Stéphane Verlet-Bottéro est artiste-chercheur, ingénieur de l’environnement et curateur. Il est basé à Paris. Après une formation scientifique en gestion des écosystèmes (Ecole Centrale Paris), il a contribué à des projets d’écologie locale en Afrique Occidentale et Centrale. Il a ensuite étudié l’esthétique dans le contexte des mutations environnementales et de la biopolitique de la Terre (Central Saint Martins, Londres). À la croisée de la recherche, de la pratique sociale et de l’activisme environnemental, son travail artistique et curatorial développe des enquêtes in situ qui impliquent différents formats allant de l’étude d’archives à l’assemblée comme méthodologie pour le partage de savoirs et la médiation de problèmes environnementaux.
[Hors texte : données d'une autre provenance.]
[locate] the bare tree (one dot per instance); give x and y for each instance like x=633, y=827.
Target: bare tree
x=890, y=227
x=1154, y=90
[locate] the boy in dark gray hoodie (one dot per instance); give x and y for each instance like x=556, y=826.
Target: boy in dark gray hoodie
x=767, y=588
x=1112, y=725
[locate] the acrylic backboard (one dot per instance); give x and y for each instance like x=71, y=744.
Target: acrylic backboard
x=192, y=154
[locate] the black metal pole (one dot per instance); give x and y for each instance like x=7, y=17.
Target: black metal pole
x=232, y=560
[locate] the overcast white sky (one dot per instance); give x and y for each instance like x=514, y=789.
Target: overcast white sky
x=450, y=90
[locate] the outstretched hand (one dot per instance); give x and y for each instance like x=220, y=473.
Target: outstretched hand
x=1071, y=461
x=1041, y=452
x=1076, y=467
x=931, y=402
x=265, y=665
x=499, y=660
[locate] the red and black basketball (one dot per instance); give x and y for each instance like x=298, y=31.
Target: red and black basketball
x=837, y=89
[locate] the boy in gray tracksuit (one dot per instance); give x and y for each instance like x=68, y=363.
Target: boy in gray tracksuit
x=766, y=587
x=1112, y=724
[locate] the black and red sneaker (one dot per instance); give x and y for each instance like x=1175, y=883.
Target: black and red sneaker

Il est chargé de cours à l’Ecole Centrale Paris, collaborateur du réseau The Nature of Cities, comissaire associé du fonds européen NA Project pour l’art et l’environnement depuis 2011, co-fondateur de la plateforme d’art et d’agriculture Inland, commissaire depuis 2016 de la plateforme d’art et de permaculture Zone Sensible (Saint-Denis, France), artiste-chercheur associé du programme européen "Du conflit à la convivialité" à l’Ensad Paris. En 2017, il a co-publié Même si on pense que c’est foutu (L’Harmattan, Paris), un livre sur les alternatives et résistances populaires dans la Francophonie.